If more people did this, instead of waiting on hold for hours to fight with customer service for your own money back, the ISP would likely lose their merchant account for their fraudulent activity.

Edit: one other note when cancelling, make sure to take down the date, time and operator name & number during your interactions and note what was said. When I've had trouble with managing accounts, referencing that information strengthened my case dramatically.

I have a Google Doc that I keep for all these notes. While I'm on hold, I open up the doc and get it ready. Be clear that you're taking notes and they'll take the conversation more seriously too.




I think they had my debit card details rather than credit (foolish) on the third occasion I wanted to make sure they left me alone and it seems I was at least successful in getting them to delete my card details from their system.

After that they just sent demands, as they had no card to charge.

But yes, should have just called HSBC and told them the charges were fraudulent, I know better now!


You can pay bills with credit cards?


Here in the UK most large (and many small) organisations let you pay bills (one off or recurring) by credit card, debit card, direct debit, bank transfer (and occasionally cheque in the post). Some will charge a small fee for credit cards, but most won't.


For many cases, yes. (At least in the US.) It's an easy way of earning points if you have a reward card.


Bank charges are also reversible.


I don't use a debit card much but I heard that you don't get as many consumer protects with debit cards as you do with credit cards. If you're going to pay bills, for many reasons, use a credit card instead of debit cards.


You have virtually NO consumer protection with a debit card. Once the money is gone, it is gone.

This is why merchant acquirers charge a flat rate of a few pence for debit card transactions, and an extortionate percentage for credit card transactions - chargeback risk. Cannae do with a debit card without bumping into Dante and his buddy in their digs first.


> You have virtually NO consumer protection with a debit card. Once the money is gone, it is gone.

Only if it's a card-present debit transaction (i.e., you entered a PIN). If you use your debit card and don't enter a PIN, it's automatically run as a credit card, and you have the same protections.


> a few pence

Is that the case in England? In the States, there are many debit card protections, they're just not as extensive as credit card protections.


There are some protections in the UK for debit card use, but less than for credit card. Credit Card use has more legal protections because it is an instrument of debt, and the CC provider is legally a party to the debt, which comes with a whole bunch of responsibilities. Debit cards are protected by some legal stuff and the banking code.

In this case debt is good :)


Additionally, if you're in a one-party state, recording the call can never hurt.


Usually they are recording the call anyway (or reserving the right to). A robot normally mentions it at the beginning of the call. I'm no lawyer, but maybe this is enough to give you permission to record your own copy?


If both parties are aware that the call may be recorded, then either party may record it.
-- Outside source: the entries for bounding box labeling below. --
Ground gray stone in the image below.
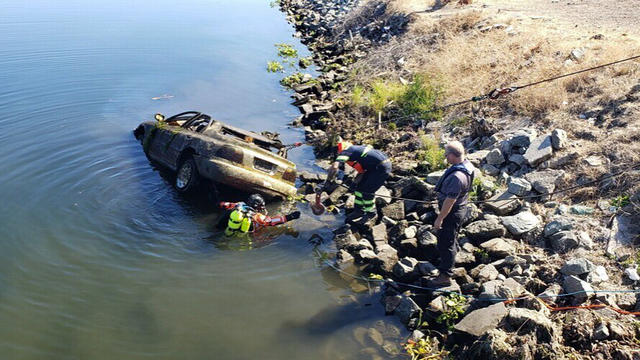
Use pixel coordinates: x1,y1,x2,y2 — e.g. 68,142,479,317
485,149,504,166
393,295,422,324
371,223,388,247
417,261,437,275
376,244,398,273
507,308,553,342
544,217,573,237
502,210,540,236
426,170,446,185
560,258,596,276
507,177,531,196
562,275,595,302
464,219,506,242
550,231,580,253
467,150,489,168
482,164,500,176
509,154,527,166
382,201,404,220
524,135,553,166
538,284,562,302
393,257,420,281
486,191,520,215
454,302,508,337
593,323,609,340
524,169,564,194
551,129,568,150
480,238,516,257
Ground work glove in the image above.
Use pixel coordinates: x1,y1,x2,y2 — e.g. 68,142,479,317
284,211,300,221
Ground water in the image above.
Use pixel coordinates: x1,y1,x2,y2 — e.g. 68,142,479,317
0,0,404,359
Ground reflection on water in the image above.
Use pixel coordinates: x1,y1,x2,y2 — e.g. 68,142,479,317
0,0,408,360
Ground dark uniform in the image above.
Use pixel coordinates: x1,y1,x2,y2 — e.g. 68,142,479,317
435,160,475,276
336,145,391,212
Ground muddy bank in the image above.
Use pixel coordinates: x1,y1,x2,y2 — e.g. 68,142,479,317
280,0,640,359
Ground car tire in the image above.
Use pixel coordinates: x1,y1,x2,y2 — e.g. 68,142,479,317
175,156,200,193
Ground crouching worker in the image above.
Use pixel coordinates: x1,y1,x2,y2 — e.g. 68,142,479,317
320,140,391,222
218,194,300,236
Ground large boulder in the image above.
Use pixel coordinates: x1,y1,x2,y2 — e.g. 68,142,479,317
524,135,553,166
502,210,540,236
464,218,506,242
454,302,508,336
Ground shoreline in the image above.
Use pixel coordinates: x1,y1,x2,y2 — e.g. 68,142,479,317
280,0,640,359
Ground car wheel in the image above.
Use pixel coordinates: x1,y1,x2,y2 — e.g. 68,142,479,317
176,157,199,193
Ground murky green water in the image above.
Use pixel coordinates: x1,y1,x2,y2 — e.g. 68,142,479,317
0,0,404,359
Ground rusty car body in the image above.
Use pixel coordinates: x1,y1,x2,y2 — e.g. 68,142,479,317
133,111,296,198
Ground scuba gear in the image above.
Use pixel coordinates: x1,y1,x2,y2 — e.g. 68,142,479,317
247,194,265,212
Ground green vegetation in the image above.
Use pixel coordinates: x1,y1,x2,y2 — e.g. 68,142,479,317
275,44,298,58
609,194,629,208
436,293,467,330
267,61,284,72
404,337,449,360
418,135,446,171
280,72,303,88
398,75,442,120
298,56,313,69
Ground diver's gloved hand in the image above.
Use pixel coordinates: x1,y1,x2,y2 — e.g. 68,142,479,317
285,211,300,221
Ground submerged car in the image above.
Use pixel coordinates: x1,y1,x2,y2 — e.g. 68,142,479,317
133,111,299,198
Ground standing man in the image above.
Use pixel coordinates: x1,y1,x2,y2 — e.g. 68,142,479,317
320,139,391,222
431,141,475,287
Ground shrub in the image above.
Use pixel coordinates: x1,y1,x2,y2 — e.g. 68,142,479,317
267,61,284,72
397,75,442,120
418,135,446,171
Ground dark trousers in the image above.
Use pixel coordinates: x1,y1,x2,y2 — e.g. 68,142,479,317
436,205,468,276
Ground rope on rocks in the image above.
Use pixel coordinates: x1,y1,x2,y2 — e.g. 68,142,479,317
330,164,640,205
324,260,640,316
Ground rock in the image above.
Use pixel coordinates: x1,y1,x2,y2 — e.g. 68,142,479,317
376,186,392,207
480,238,516,258
569,205,595,215
509,154,527,166
560,258,596,276
502,210,540,236
544,217,573,237
393,295,422,324
485,149,504,166
464,150,489,169
587,265,609,284
404,225,418,239
524,169,564,194
382,201,404,220
393,257,420,282
417,261,437,275
375,244,398,273
486,191,520,215
538,284,562,302
593,323,609,340
562,275,595,302
550,231,580,254
507,177,531,196
524,135,553,166
454,302,507,336
482,164,500,176
426,170,446,185
507,308,553,343
464,219,506,242
551,129,568,150
371,223,389,248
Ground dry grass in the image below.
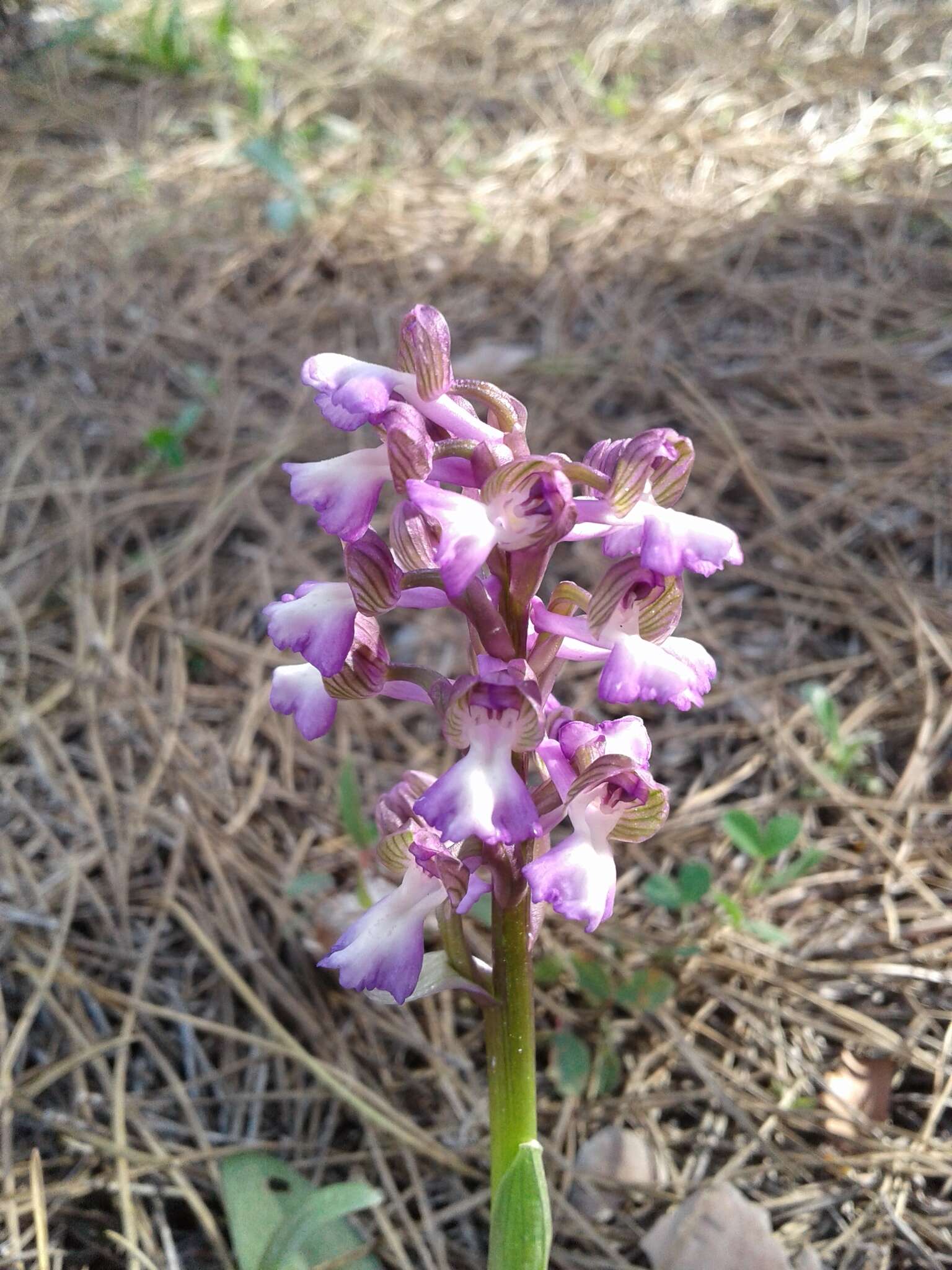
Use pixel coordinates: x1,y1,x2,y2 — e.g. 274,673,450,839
0,0,952,1270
That is covered by the boilerplate "this call may be recorded" language that pretty much every call center uses.


afaik Europe doesn't have the same rules regarding chargebacks and it's much harder to successfully dispute a charge there.

Chargebacks only work the way they do in the U.S. due to regulatory requirements that the card companies allowed to go into law because they'd figured out how to profit any time a chargeback was filed.


Chargebacks in the UK are protected by law, where credit is concerned, because the CC company is a party to the debt they are legally compelled to return the money to you pending an investigation.

I don't know about the rest of Europe but here in the UK it's just as easy as the US and just as black and white.